What is deadlock prevention?
Designing a system to structurally negate one of the necessary conditions for deadlock.
How can Mutual Exclusion be prevented?
It is generally difficult since some resources inherently require exclusive access (e.g., printers).
How can Hold and Wait be prevented?
Require processes to request all resources at once before starting execution, or release all resources before requesting new ones.
How can No Preemption be prevented?
If a process holding some resources requests another resource that cannot be immediately allocated, it must release its held resources.
How can Circular Wait be prevented?
Impose a total ordering of all resource types and require that processes request resources in increasing order.
What is deadlock avoidance?
Dynamically examining resource-allocation state to ensure that a system will never enter an unsafe state.
What is a safe state?
A state where there is a sequence of all processes such that each process can finish even if all of its requested resources are granted immediately.

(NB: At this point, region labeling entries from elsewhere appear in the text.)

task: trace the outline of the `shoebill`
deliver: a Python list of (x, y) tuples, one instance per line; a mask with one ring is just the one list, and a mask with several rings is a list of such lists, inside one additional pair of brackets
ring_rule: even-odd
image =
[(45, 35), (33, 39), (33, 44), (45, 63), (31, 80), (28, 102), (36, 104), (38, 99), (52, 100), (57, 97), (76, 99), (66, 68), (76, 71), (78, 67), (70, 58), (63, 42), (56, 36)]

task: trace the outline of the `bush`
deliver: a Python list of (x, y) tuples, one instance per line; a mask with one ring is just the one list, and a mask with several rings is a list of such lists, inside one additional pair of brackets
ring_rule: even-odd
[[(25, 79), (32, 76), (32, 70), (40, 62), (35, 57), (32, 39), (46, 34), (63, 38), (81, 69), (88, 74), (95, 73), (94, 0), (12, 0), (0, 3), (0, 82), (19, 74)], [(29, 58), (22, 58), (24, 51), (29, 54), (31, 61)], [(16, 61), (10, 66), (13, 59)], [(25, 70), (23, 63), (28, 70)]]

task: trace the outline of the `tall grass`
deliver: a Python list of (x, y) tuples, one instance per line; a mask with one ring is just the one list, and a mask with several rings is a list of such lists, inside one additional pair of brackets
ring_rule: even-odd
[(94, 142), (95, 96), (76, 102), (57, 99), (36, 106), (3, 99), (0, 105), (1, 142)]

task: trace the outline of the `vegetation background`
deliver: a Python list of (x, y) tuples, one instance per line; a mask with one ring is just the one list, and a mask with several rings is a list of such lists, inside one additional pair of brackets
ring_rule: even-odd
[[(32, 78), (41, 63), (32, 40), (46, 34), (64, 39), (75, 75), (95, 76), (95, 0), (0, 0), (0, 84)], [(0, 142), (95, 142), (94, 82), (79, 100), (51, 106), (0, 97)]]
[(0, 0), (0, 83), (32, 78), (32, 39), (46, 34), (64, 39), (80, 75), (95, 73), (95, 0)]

What is the Banker’s Algorithm?
A deadlock avoidance algorithm that allocates resources only if the system will remain in a safe state afterward.
What are the requirements of the Banker’s Algorithm?
Knowledge of maximum resource needs of each process in advance and ability to check for safe state dynamically.
What is deadlock detection?
Allowing deadlocks to occur but having a mechanism to detect them and recover.
What is a resource allocation graph?
A directed graph representing processes and resources; a cycle in this graph indicates a deadlock.
How does a deadlock detection algorithm work?
It periodically examines the resource allocation graph or uses matrices to detect cycles or unresolvable resource requests.
What is deadlock recovery?
Taking action to break the deadlock after detection, typically by terminating or preempting processes.
What are two methods for deadlock recovery?
- Process Termination, 2. Resource Preemption.
What are the risks of killing processes to recover from deadlock?
Possible data loss, inconsistent system state, and difficulty deciding which process to terminate.
How can resource preemption break a deadlock?
Temporarily removing resources from one or more processes, rolling back their execution, and allowing the deadlocked cycle to be broken.
What is the “Ostrich Algorithm” in deadlock management?
Choosing to ignore deadlock detection and recovery altogether because deadlocks are very rare and the cost of handling them is high.